Will have to wait for a good hot AZ summer day to really test it out! :thumbup:
Again, a HUGE thank you to "newthings" for all his help on this and helping me bring this to a reality :thumbup::thanx:
*********************************************
http://i1099.photobucket.com/albums/g386/photokat4/VX%20RADIATOR%20PROJECT/DSC_2147.jpg
http://i1099.photobucket.com/albums/g386/photokat4/VX%20RADIATOR%20PROJECT/DSC_2152.jpg
http://i1099.photobucket.com/albums/g386/photokat4/VX%20RADIATOR%20PROJECT/DSC_2783.jpg
http://i1099.photobucket.com/albums/g386/photokat4/VX%20RADIATOR%20PROJECT/DSC_2777.jpg
http://i1099.photobucket.com/albums/g386/photokat4/VX%20RADIATOR%20PROJECT/DSC_2778.jpg
http://i1099.photobucket.com/albums/g386/photokat4/VX%20RADIATOR%20PROJECT/DSC_2778-1.jpg
http://i1099.photobucket.com/albums/g386/photokat4/VX%20RADIATOR%20PROJECT/DSC_2775.jpg
http://i1099.photobucket.com/albums/g386/photokat4/VX%20RADIATOR%20PROJECT/DSC_2769.jpg
http://i1099.photobucket.com/albums/g386/photokat4/VX%20RADIATOR%20PROJECT/DSC_2779-1.jpg
http://i1099.photobucket.com/albums/g386/photokat4/VX%20RADIATOR%20PROJECT/DSC_2793.jpg
http://i1099.photobucket.com/albums/g386/photokat4/VX%20RADIATOR%20PROJECT/DSC_2786.jpg
http://i1099.photobucket.com/albums/g386/photokat4/VX%20RADIATOR%20PROJECT/DSC_2773.jpg
johnnyapollo
12/02/2011, 04:09 AM
Hey Kat, very nice but I don't like the way your guy cut the shroud. I know removing it completely decreases cooling capability but I wonder how much you lose with that hole up there? Maybe you can fab up a cover for the hole that the blades won't hit?
-- John
tom4bren
12/02/2011, 07:34 AM
I saw it the other day. I don't think that hole will cause any appreciable decrease in airflow through the radiator. If she fixes it, it will only be for aesthetics. I gave her some cladding material that she could use to cover the hole though.
WormGod
12/02/2011, 08:06 AM
Are these going to be readily available or built to order? Or, is it just a one-off?
What's the weight comparison to the OEM or aftermarket equivalent? (I have some GM model since my old one went POP but it's the same really) Anywhere I can shave weight, I am a happy camper.

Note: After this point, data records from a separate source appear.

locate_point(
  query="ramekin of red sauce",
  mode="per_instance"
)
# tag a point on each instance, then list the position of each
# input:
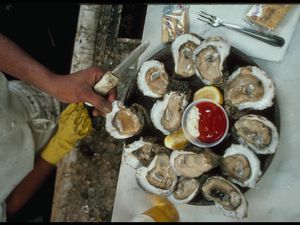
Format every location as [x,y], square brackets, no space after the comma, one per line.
[205,123]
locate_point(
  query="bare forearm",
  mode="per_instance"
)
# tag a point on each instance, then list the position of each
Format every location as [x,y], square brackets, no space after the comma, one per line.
[28,186]
[16,62]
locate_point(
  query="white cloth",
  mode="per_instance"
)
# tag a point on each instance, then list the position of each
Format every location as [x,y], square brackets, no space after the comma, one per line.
[28,118]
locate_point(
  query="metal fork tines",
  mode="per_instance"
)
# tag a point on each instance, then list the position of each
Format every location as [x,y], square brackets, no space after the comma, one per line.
[215,21]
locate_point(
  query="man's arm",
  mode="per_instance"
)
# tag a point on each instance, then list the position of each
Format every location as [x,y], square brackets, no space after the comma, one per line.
[76,87]
[28,186]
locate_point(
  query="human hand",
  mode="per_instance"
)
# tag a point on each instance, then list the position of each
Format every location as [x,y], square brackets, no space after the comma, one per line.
[74,124]
[78,87]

Have to agree though, that shroud needs some TLC. Also curious, since the shroud has been slightly relocated, I wonder if this would affect the S/C belt. Highly doubt it, but just thinking out loud.
newthings
12/02/2011, 01:39 PM
Hi Gary,
I have not put on the stock shroud. My rad was made for a Davis electric
dual fan shroud and the mounting points are not the same as stock. New unit will look like Sue's. I can get away with a lot of fan flow loss in my climate, but I am still thinking about using the stock plastic route for safety. I removed the stock fan and found my electric fans hit the S/C belt, so it's back to the stock shroud with some cut outs for the top as well as other locations to clear the S/C belt. My rad did not have the notch for the stock hold down.
Davis can build a copy of Sue's unit if you order one.
Sue, you might take some modeling clay or a handful of wet paper towels and close the hood on the rad cap to verify clearance. I cannot tell if RD lowered the pipe, as requested. Looks good. A bit of file work will spiff up the shroud hole.
Cheers, Roy
VXorado
12/03/2011, 10:26 AM
I may be interested in this bigger radiator. Sue, I'd like to see if it fixes your engine temp problems during the summer. I've always had problems with my engine temp during 90F+ summer days with AC running. The engine temp climbs way up until I turn off the AC & it drops like a rock back to the normal operating temp... its strange.
newthings
12/03/2011, 12:11 PM
As to weight, I would guess 3 lbs more than stock and almost a gallon more in fluid at 8 lbs/gal. Total guess at 10lbs. We could start a lottery.
Roy
Riff Raff
12/03/2011, 12:41 PM
I'm wondering for those of you having overheating problems if going to a lower temperature "themostat" may be worthwhile??? Our OEM factory VX thermostat is rated at 170-degrees. During an internet search, the lowest temperature aftermarket thermostat I could find for the VX was 160-degrees (see "link" below).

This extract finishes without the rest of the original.